Brandon Turner - BMTPhoto.com
North Hollywood, CA


I grew up a few miles from the National Guard Armory - my father served at that armory for a couple of years. There are/were a bunch of little league fields south of the branch line and the L.A. River east of White Oak Avenue, south of Victory Boulevard. I played a season of little league on the site, and remember at least one short mixed SP freight with a caboose slowly rolling over the bridge over the concrete banks of the river. As was written, this was truly a spur - little if any traffic, unlike the Coast Line main with the multiple daily SP freights.

Behind The Orange Curtain, CA


What was probably the last passenger train to run over this line was an excursion sponsored by what was then Orange Empire Trolley Museum in Oct. 1968. We took the Burbank Branch to the junction at Chatsworth and then the Coast Line to Ventura, where we went up the Ojai Branch to Ojai. One of our photo stops was near Colfax Ave., where rail bonds left over from the days of joint PE-SP operation were still in place. Soon some the residents of the apartment houses on the south side of Chandler Blvd. noticed the unusual sight of a Southern Pacific passenger train on their neighborhood track and came out to see what was going on. Someone in the gathering of railfans called out "Can you tell us which way is El Paso? I think we're lost!"

Bob Davis
San Gabriel , CA


I used to live on DeSoto Ave and Vanowen St corner on a two story house right before crossing the LA River. I remember some nights I could here the train horn all the way from Victory Blvd. On some rare times I could here it late at night or early in the morning. I remember crossing both ends of the SW curve on Victory Blvd (when I used to go to Parkman Middle school) and Canoga Ave (when I went to Canoga Park High School). The neat thing about the west side of the curve is that I used to walk next to the old Rockwell facility (which is now gone I think) and seeing engineers and sometimes important people go in some days.

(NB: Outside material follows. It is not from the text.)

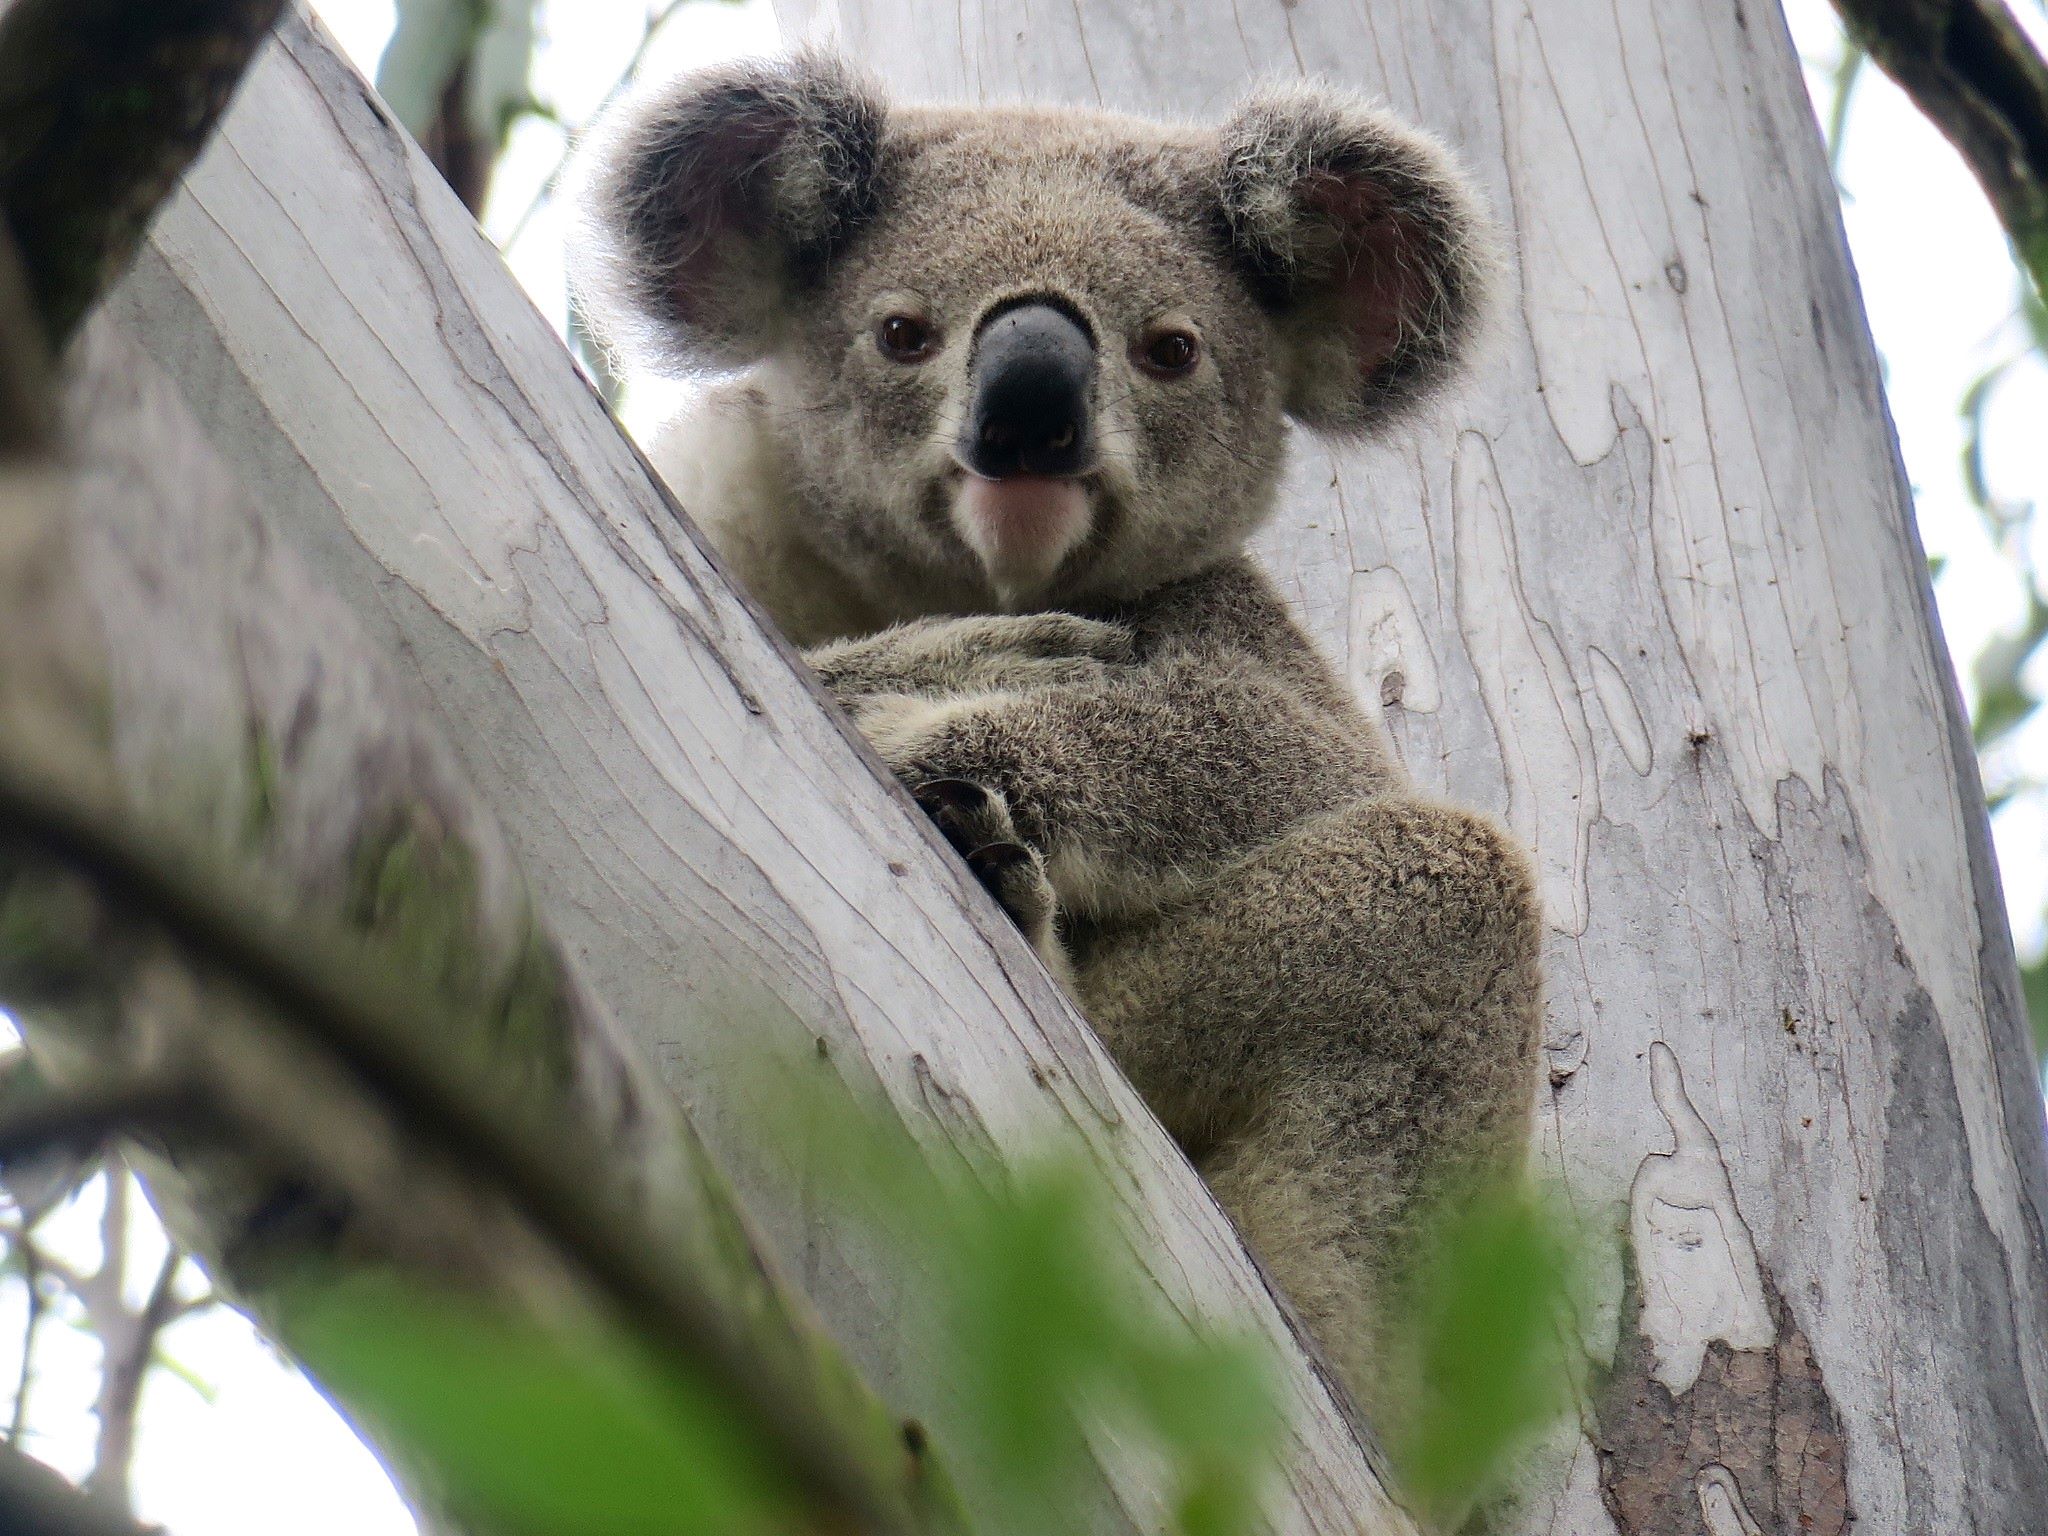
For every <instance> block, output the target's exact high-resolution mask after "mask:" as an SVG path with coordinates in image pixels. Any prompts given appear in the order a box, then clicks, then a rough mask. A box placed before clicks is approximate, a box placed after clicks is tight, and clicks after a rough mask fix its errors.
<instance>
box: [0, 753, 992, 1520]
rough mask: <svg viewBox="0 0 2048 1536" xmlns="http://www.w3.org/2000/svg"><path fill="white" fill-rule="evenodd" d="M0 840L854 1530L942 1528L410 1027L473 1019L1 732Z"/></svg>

A shame that the rail was pulled out and wish I had kept some of the fragmented rails that I saw when they started to pull out the rails in 1997.

Reo Cruz
Katy (originally from Sylmar, CA), TX


Some of the people in the San Fernando Valley are agitating to have Metro replace the Orange Line busway (which follows much of the Burbank Branch) rebuilt as a light-rail line. They had their chance back in the 1990s, but some of their politicians, along with local NIMBYs torpedoed any idea of extending the Red Line subway as a surface line. Too bad, they now have to get in line behind the folks who wanted rail in the first place.

Bob Davis
San Gabriel, CA


This line used to run by my grandparents home in Burbank. They lived on North Doan Dr and Chandler Blvd. Her house was less than 100 yards away from the tracks and would rumble, rattle and shake the house when a train did come through. All the years visiting her, I have seen a hand full of times trains on the line from 1959-1983. Now it's just a long bike trail where the line used to run. Chandler bikeway.

Spokane , WA


The old station building at the Orange line north Hollywood station has been renovated and turned into a really nice coffee house

Jason gunther
Newbury park


I lived on Chandler (near Wilkinson) in the late 60s/early 70s when the train went right down the middle of the street. Great fun for kids, putting coins and other things on the tracks to get smashed. Amazing we never derailed it although when the 71 quake hit that's what I thought it was.

CJ Parnell
North Hollywood, CA


I saw the last passenger train over the Burbank Branch.

It was in the 1980, but I cannot be more specific. The Eastbound(Southbound) Coast Starlight was detoured around a derailment on the Coast line. I watched the train trundle slowly by the Orowheat Bakery from my front yard.